What AI copilots can - and cannot - do for engineering organisations

Over the last year I've led the embedding of generative-AI tooling across the software development lifecycle in a large engineering organisation: code-review assistants, automated test generation, documentation generation. The individual tools are not the interesting part - vendors ship and iterate those constantly. The interesting part is what happened to the organisation.
What worked
Documentation generation is the clearest win, and the one most teams undervalue. It turns out that a lot of the friction in large engineering organisations is not that code is hard to read - it's that context around the code is scattered and out of date. Copilots close that gap faster than any human documentation initiative I've ever seen work.

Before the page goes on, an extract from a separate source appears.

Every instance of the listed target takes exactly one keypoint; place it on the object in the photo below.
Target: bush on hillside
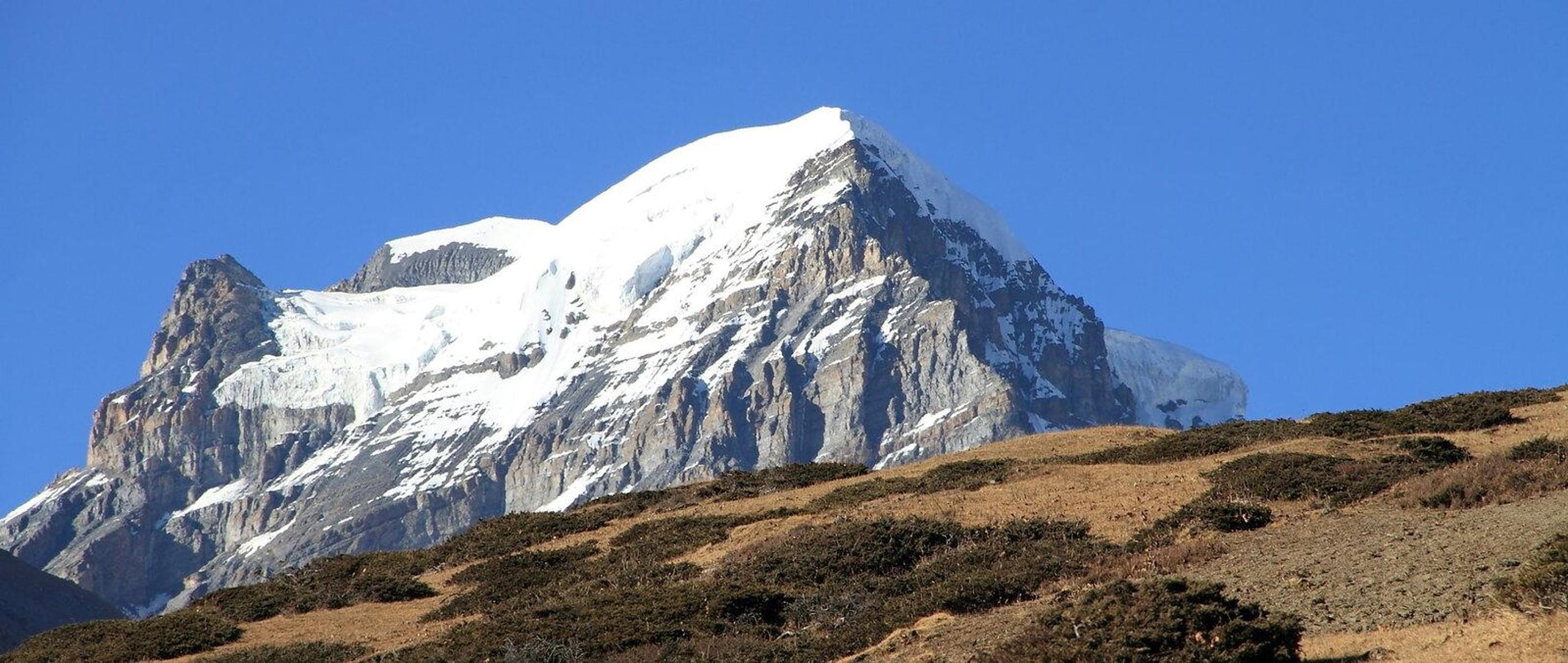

Test generation helped most where test coverage was already a culture, and helped least where it wasn't. This surprised me initially. It shouldn't have. A team that doesn't value tests isn't going to value the ones a model writes either.
What didn't
Pure velocity metrics - commits per engineer, story points closed - moved in ways that felt both real and meaningless. The real thing that changed was not how fast individual engineers wrote code. It was how much of the bad first draft survived into the repository, and how quickly the team converged on a shared style.
Do not measure the copilot. Measure the organisation it lives inside.
The leadership shift
The biggest shift is in the role of the engineering leader. You spend less time optimising individual throughput and more time designing the environment the copilots live in: the code review conventions, the testing culture, the documentation expectations. The copilot is a force multiplier, and you are increasingly a designer of the forces.